Here we assign a random number for each row and partition all rows by supplier, so that we get one random row from each supplier first, then another random row from each supplier again, and so on.

Result

+----+----------+-------+-------------------------+----------------+-------+
| ID | Supplier | Code  |       LastUpdated       |    RandomNo    | RowNo |
+----+----------+-------+-------------------------+----------------+-------+
|  5 | Q & B    | 00453 | 2016-03-23 04:15:00.000 | 0.027009220917 |     1 |
| 10 | ABC      | 00010 | 2016-03-23 06:30:00.000 | 0.091210213162 |     1 |
| 24 | QWE      | 00024 | 2016-03-23 02:30:00.000 | 0.128781275971 |     1 |
|  3 | XYZ      | 00023 | 2016-03-23 05:30:00.000 | 0.248359622609 |     1 |
|  1 | Acme     | 00001 | 2016-03-23 06:00:00.000 | 0.347667260759 |     1 |
| 13 | ABC      | 00013 | 2016-03-23 06:30:00.000 | 0.154523770012 |     2 |
| 20 | QWE      | 00020 | 2016-03-23 02:30:00.000 | 0.211252812229 |     2 |
|  2 | Acme     | 00002 | 2016-03-23 06:00:00.000 | 0.580557575235 |     2 |
|  6 | Q & B    | 00045 | 2016-03-23 04:15:00.000 | 0.921966472273 |     2 |
|  4 | XYZ      | 00055 | 2016-03-23 05:30:00.000 | 0.952229986538 |     2 |
| 11 | ABC      | 00011 | 2016-03-23 06:30:00.000 | 0.425760054944 |     3 |
| 23 | QWE      | 00023 | 2016-03-23 02:30:00.000 | 0.455146492682 |     3 |
| 21 | QWE      | 00021 | 2016-03-23 02:30:00.000 | 0.485142913877 |     4 |
| 12 | ABC      | 00012 | 2016-03-23 06:30:00.000 | 0.554860722984 |     4 |
| 25 | QWE      | 00025 | 2016-03-23 02:30:00.000 | 0.668510247526 |     5 |
| 22 | QWE      | 00022 | 2016-03-23 02:30:00.000 | 0.815049941724 |     6 |
| 26 | QWE      | 00026 | 2016-03-23 02:30:00.000 | 0.818780491668 |     7 |
+----+----------+-------+-------------------------+----------------+-------+

As you can see top 5 rows are all from different suppliers in random order.
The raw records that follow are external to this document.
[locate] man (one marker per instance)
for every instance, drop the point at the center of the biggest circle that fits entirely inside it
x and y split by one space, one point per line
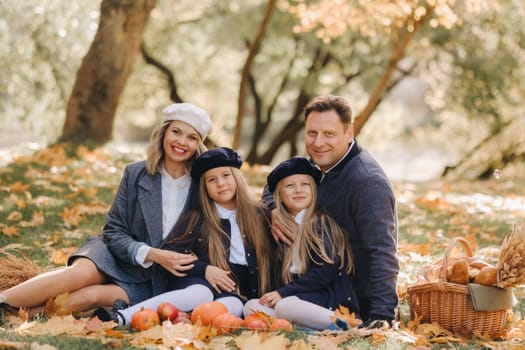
357 193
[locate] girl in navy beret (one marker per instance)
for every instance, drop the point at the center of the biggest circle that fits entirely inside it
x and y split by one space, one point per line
315 269
229 234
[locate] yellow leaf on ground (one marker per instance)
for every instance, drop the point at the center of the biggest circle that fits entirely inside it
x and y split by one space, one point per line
182 335
261 341
8 344
58 305
11 231
37 220
38 346
60 256
56 325
71 217
14 216
18 187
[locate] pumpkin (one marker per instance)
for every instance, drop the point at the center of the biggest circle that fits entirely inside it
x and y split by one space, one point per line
144 319
226 323
278 324
207 312
256 321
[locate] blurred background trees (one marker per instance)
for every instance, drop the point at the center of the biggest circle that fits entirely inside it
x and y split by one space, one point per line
438 82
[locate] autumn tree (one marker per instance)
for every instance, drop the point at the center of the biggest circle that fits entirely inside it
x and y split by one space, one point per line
105 69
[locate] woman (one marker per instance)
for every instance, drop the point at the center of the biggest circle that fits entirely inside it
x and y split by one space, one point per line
151 196
230 235
315 268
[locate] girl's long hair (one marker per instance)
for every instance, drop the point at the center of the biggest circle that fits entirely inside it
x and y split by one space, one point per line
253 224
319 238
155 150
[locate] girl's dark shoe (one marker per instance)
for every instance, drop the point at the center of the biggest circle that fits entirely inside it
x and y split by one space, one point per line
5 307
106 314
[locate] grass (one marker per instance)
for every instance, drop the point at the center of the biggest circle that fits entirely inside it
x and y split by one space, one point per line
72 190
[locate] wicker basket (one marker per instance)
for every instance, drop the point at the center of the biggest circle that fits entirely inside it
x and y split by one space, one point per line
450 305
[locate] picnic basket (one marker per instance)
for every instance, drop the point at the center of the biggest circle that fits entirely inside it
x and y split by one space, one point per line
450 304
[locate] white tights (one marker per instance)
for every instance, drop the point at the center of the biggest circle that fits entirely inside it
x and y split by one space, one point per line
294 310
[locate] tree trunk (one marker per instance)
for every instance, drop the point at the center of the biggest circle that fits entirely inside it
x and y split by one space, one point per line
397 55
245 75
105 69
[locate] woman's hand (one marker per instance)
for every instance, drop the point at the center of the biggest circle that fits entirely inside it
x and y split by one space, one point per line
270 298
174 262
280 232
219 279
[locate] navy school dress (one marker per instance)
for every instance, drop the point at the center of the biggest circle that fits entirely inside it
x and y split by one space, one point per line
323 284
246 276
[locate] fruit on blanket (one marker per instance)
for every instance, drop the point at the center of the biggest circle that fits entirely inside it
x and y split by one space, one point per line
459 272
207 312
278 324
144 319
167 311
183 317
256 321
487 276
226 323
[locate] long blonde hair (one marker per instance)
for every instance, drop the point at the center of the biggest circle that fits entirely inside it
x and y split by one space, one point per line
155 151
253 224
318 236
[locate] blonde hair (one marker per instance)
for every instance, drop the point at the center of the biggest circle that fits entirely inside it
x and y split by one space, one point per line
318 236
253 220
155 151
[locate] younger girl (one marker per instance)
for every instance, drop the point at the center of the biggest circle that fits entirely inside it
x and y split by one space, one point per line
315 268
230 236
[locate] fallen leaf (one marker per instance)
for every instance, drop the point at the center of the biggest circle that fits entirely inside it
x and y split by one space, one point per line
71 217
261 340
11 231
18 187
37 220
56 325
58 305
60 256
38 346
14 216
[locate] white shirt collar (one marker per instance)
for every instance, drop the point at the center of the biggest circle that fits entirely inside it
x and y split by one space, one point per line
225 213
299 217
343 157
182 181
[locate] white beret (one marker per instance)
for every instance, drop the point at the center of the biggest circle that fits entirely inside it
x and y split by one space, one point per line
189 114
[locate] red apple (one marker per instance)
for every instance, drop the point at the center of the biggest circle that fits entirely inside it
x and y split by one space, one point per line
167 311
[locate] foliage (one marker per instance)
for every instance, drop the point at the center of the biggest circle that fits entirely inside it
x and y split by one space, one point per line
56 182
468 54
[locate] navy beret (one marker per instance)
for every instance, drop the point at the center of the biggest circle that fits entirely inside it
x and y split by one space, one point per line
292 166
214 158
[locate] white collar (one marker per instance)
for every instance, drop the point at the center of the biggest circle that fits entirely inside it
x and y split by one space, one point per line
225 213
343 157
299 217
182 181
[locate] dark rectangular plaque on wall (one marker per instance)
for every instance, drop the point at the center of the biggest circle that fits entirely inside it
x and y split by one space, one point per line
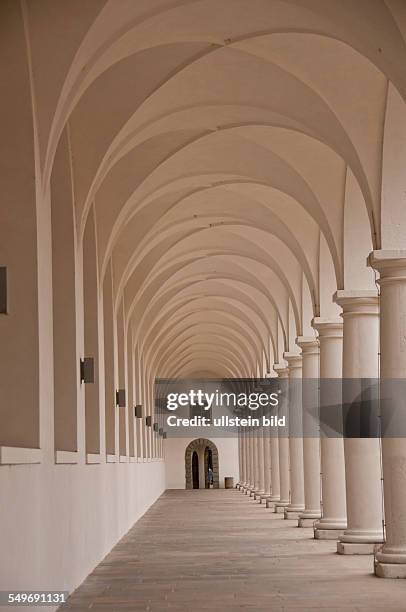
3 290
87 370
120 398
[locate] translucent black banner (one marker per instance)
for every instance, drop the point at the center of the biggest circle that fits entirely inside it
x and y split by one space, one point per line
352 408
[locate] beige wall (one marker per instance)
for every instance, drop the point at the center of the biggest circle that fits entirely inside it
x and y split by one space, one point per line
61 520
175 460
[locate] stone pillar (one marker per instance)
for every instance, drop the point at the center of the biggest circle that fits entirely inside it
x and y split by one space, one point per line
275 475
267 464
246 457
257 463
260 463
247 486
311 430
252 461
334 520
241 478
362 454
283 446
296 505
391 560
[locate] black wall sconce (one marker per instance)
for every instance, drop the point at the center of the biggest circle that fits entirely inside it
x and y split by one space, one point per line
87 370
3 290
120 398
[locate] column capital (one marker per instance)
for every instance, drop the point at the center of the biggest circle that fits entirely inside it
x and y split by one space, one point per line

Next 5 rows are again from different suppliers in random order. Then we have only supliers ABC and QWE left, and finally only supplier QWE.

I will leave it to you to figure out how to combine two numbers from RowNo and RandomNo columns into one datetime value in LastUpdated. RowNo could become number of minutes and RandomNo could become seconds plus milliseconds.